Once you have invested many man-hours in developing software in a proprietary language, you are at the mercy of the vendor in order to keep the software current.

Proprietary languages can only be used on hardware and operating systems that the vendor deems profitable. Most vendors only support one or two platforms, and the quality of support decays with the popularity of the platform. E.g., many companies offer full support for Windows, limited support for Mac, minimal support for Linux, and no support for anything else. If you need to run some Windows-only software, and some Mac-only software, you will need to maintain both Windows and Mac installations.

3.2.5. Criteria for Selecting a Language

The computer science field is full of religious devotion to languages. Some programmers will insist that Python is better than Perl, C++ is better than Java, or vice versa.

When selecting a language, use objective criteria, and ignore hype from devotees. Many of the arguments you will hear are subjective, but there are objective criteria for language selection:

  • Is it compiled or interpreted?
  • What is the general execution speed?
  • Is it proprietary or open standard?
  • Is it portable across different hardware and operating systems, or will you be locked into using one platform in order to keep your code running?

3.2.6. Creeping Feature Syndrome

During the 1960s, many new languages evolved, and the push was to add more and more capabilities. This led to languages such as ADA, PL/I, and COBOL, and eventually the notion of creeping feature syndrome, which is the proliferation of too many features that don't add significant value to the product. ( We see this in cars today, which are full of gadgets that drive up the price and really aren't much help to the driver. )

Around 1970, Dennis Ritchie at Bell Labs developed the C language. The design philosophy was minimalist, aimed at avoiding creeping feature syndrome. As a result, C includes only features that could not be provided as subprograms. For example, C has no built-in I/O statements, and only minimal built-in support for strings. Simple operations like string comparison and string assignment are carried out by library functions which are not part of the C language, and in fact are written in C:

	    /* See if name is "Bob" */
	    if ( strcmp(name, "Bob") == 0 )
	    strlcpy(name, "Bob", NAME_MAX);

Ritchie noted that providing support for features like I/O and strings complicates the language grammar significantly, and provides only superficial advantage to the programmer. The ability to write

	    if ( name == "Bob" )

instead of using strcmp() serves only to make the code a little prettier. It's impossible to create a language with all the features desired by every programmer, so ultimately it's more important to provide extensibility than intrinsic features. The ability to create libraries of subprograms is the common solution across most languages. Library functions can be fixed, enhanced, and replaced without the need to upgrade the compiler or interpreter.

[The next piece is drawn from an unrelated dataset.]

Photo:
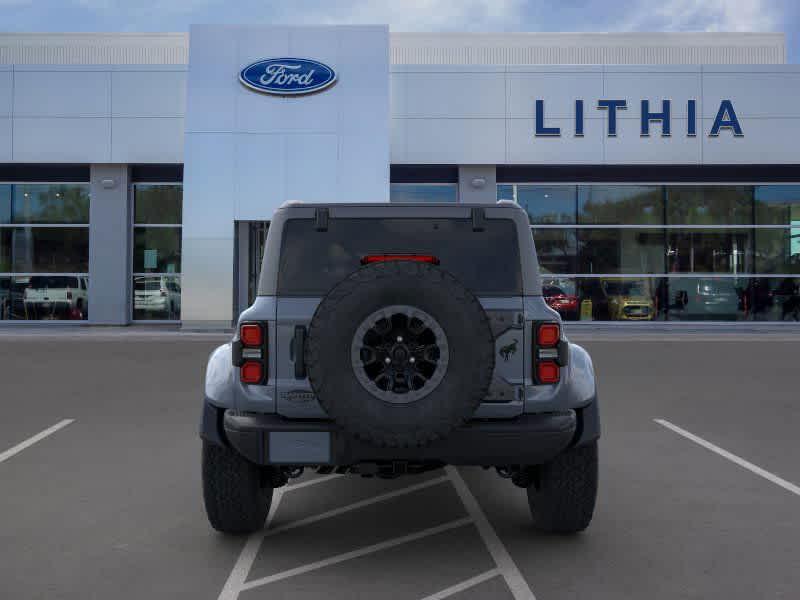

Unfortunately, the lessons of the 1960s appear to have been lost on the next generation after Ritchie's, and we're now seeing another proliferation of feature-loaded languages being developed. Be skeptical about languages that promise to cut your development time in half. It may work out for small projects, but as the project grows, you will begin to discover which critical features are not there.

A high-level tool such as Matlab is not a replacement for general purpose programming languages. Most researchers will eventually will need to do general software development, so it would be wise to maintain your general programming skills in a compiled language. For this very reason, Matlab has the ability to integrate C and Fortran code into Matlab programs, so that users can write efficient extensions adding features that Matlab doesn't provide. You may want to think about whether it's better to build a large project using a mixture of two languages, or keep it cleaner and simpler by using the general-purpose language for all of it.